The initiative also comes at a time when the US is focusing on reducing its reliance on China, the world’s main supplier of rare earth elements, the key to all the advanced technology and electronics.
Jacob S. Helberg, US Under Secretary of State for Economic Affairs, observed, “Pax Silica brings together some of the world’s most technologically advanced nations to build a secure, resilient, and trusted technology ecosystem. Economic security is national security, and together, we’re strengthening supply chains from minerals to semiconductors to computers and networks.”
Ambitions of Pax Silica
The initiative has consensus for the establishment of secure supply chains, trusted technology and resilient infrastructure for economic growth.
As per the official document, the bloc aims to strengthen growing demands to deepen economic and technological cooperation, promote AI for long-term prosperity, establish trustworthy systems to safeguard mutual security, and support free market and policy coordination for critical infrastructure.
Furthermore, they say they want to unite countries with the world’s most advanced technological companies to realise the economic potential of AI, which will establish a durable economic order underscored by prosperity across partner countries.

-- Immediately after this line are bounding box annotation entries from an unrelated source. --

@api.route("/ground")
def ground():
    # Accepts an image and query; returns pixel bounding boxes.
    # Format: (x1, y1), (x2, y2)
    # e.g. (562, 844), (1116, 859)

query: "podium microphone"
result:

This US-led programme also underpins the Trump administration’s aim to consolidate its role in the AI revolution through revitalising the supply chains in critical minerals and responding to China’s growing footprint in the AI competition.
To eliminate Chinese competition, the US also restricted the supply of high-tech chips. However, many have claimed that this would not deter China from developing its very own advanced chip.
Jensen Huang, CEO of Nvidia, said, “China can take over the US in the AI race. They have many AI researchers; in fact, 50 percent of the world’s AI researchers are in China. And they develop very good AI technology. In fact, the most popular AI models in the world today, open-source models, are from China.”
In October, while talking about China’s export controls on critical minerals, Scott Bessent, US Secretary of the Treasury, said: “The new competition is between China and the rest of the world. The US is pushing back firmly and expects strong support from Europe, India and other Asian democracies.”
The partner countries have agreed to share their project details to jointly address AI supply chain opportunities and vulnerabilities, which will include critical minerals, semiconductor design, fabrication, packaging, logistics and transportation, compute, energy grids and power generation.
According to the official document, the initiative will ease the pursuit of new joint ventures and strategic co-investment opportunities, protect sensitive technologies and critical infrastructure from undue access or control by countries of concern.
To operationalise this initiative, the US administration will identify infrastructure projects and coordination of economic security practices.